Anti-Semitism is a long standing problem in Christianity, mainly with the deicide charge that the Jews were responsible for the death of Christ, even though he could have only been killed by Romans.  This deicide charge was invalidated by the doctrine Nostra Aetate in 1965, and work between Jewish and Christian relations continues. 

However the past reveals a shocking story, which some of my friends do not believe.  In year 306 there was prohibition of intermarriage and sexual intercourse between Christians and Jews.  The Nazi measure of the Law for the Protection of German Blood and Honor of Septmeber 15, 1935 mirrors this.  Another Canonical law is of the 4th Lateran Council of 1215, which was the marking of Jews with a badge.  Christians wore blue belts and Jews wore yellow belts.  This leads to the Nazi decree on September 1, 1941 that Jews must wear the Yellow Star.  In 1267 Jews were put into compulsory ghettos by Synod of Breslau, which was an order by Heydrich on September 21, 1939.  These are only three examples out of the 13 in the table that I was given.  
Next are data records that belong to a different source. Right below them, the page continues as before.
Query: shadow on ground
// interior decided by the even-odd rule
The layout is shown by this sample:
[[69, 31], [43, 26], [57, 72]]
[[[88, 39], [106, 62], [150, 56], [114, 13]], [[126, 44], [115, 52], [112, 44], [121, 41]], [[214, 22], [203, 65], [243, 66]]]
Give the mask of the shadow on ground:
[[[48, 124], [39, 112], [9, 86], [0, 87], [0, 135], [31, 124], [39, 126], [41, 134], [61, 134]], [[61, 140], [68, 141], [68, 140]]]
I find it hard to believe that Christians following their faith could make such laws, which reminds me of the lecture of Father Dr. Kamikowska.  He spoke to us with a translator one morning about different perspectives on the Holocaust: Jewish, Christian German, Christian Polish.  He also discussed his article “Looking at Auschwitz from the Polish Point of View.”  As he was speaking, his comment that he was surprised there were other bishops in Germany stuck with me and I asked him to clarify when he was finished speaking.  I asked if he meant that he did not think there were bishops in Germany or if he had meant something else by it.  His reply was more or less because the image of Germans in the Polish conscious or subconscious was that they were an evil occupant, a perpetrator.  Germans had the image of men who invaded Poland.  Kamikowska remembers the fear in his Mother’s eyes when she heard the German language.  He did not think of any religion tied to Germans.  However, this was his first impression.  Upon analysis it became obvious that there must be Christians in Germany.  

Nazi measures which mirror Christian Canonical Laws, and a faithless group in a land where Christians must exist, gives a negative view of Christianity.  But the noteworthy work in the positive direction cannot be forgotten either, and will continue with the new Pope.